There is an opening for the Democrats now. Whoever becomes the nominee – and Harris is by far the favourite – will have three and a half months to recover from the past month of speculation and establish themselves as the candidate to beat Trump.
The response in the UK has been as you’d expect. The Prime Minister has tweeted: “I respect President Biden’s decision and I look forward to us working together during the remainder of his presidency. I know that, as he has done throughout his remarkable career, he will have made his decision based on what he believes is best for the American people.”
Labour’s approach to the US election is to be diplomatic towards the candidates and deferential to American democracy. Its position is to wait and see, play both sides, prepare for all circumstances.

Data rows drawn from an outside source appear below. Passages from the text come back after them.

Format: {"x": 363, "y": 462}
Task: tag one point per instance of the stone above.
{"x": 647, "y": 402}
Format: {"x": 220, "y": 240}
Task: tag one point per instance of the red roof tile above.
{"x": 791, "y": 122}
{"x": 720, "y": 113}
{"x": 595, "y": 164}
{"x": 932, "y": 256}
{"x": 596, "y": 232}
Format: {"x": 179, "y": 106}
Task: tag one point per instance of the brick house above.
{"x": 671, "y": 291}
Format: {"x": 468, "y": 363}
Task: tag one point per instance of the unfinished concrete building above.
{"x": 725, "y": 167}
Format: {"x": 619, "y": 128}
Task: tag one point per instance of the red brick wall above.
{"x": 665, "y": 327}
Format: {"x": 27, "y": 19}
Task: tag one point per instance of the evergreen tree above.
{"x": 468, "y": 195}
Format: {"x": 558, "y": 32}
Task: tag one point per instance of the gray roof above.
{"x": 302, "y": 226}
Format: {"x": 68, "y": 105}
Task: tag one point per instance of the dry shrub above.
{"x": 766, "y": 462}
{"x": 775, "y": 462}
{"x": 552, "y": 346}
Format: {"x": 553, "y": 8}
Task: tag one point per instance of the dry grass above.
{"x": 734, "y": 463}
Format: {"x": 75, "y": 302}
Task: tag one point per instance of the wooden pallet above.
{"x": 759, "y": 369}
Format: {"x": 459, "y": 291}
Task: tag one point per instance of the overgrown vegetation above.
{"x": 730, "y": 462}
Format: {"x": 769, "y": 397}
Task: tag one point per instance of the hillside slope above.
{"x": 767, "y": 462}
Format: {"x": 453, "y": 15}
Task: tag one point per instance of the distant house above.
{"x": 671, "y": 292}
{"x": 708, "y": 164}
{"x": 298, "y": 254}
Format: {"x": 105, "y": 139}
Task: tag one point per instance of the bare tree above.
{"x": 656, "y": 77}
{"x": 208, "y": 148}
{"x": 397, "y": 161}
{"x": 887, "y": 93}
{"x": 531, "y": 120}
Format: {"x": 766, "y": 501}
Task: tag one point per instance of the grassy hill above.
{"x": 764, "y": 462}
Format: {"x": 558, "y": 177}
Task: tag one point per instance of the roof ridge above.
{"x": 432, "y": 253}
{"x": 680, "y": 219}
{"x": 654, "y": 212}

The party has expended time and political capital wooing the Republicans and the Democrats. No American politician – whatever David Lammy might have tweeted about them in the past – is too outrageous for Labour to work with.
As I wrote last week, Labour will be anxiously eyeing the isolationist tendencies in the Republicans and the penchant for protectionism in both parties. Joe Biden’s economic nationalism was designed to benefit the US at expense of those abroad. But the Democrats’ platform is now uncertain. As Sohrab Ahmari writes in an excellent column:
“It’s an open question whether the Dems will continue down the path of economic nationalism and protectionism, let alone appreciate why the Biden version struggled to widen its appeal.”
Kamala Harris could represent a return to an Obama-era embrace of liberal economics and international diplomacy. Or she could plough on with Biden’s shift to the left on economics. She will face hitherto unknown scrutiny if she does become the nominee. Her position will become clearer. No 10 will be watching closely.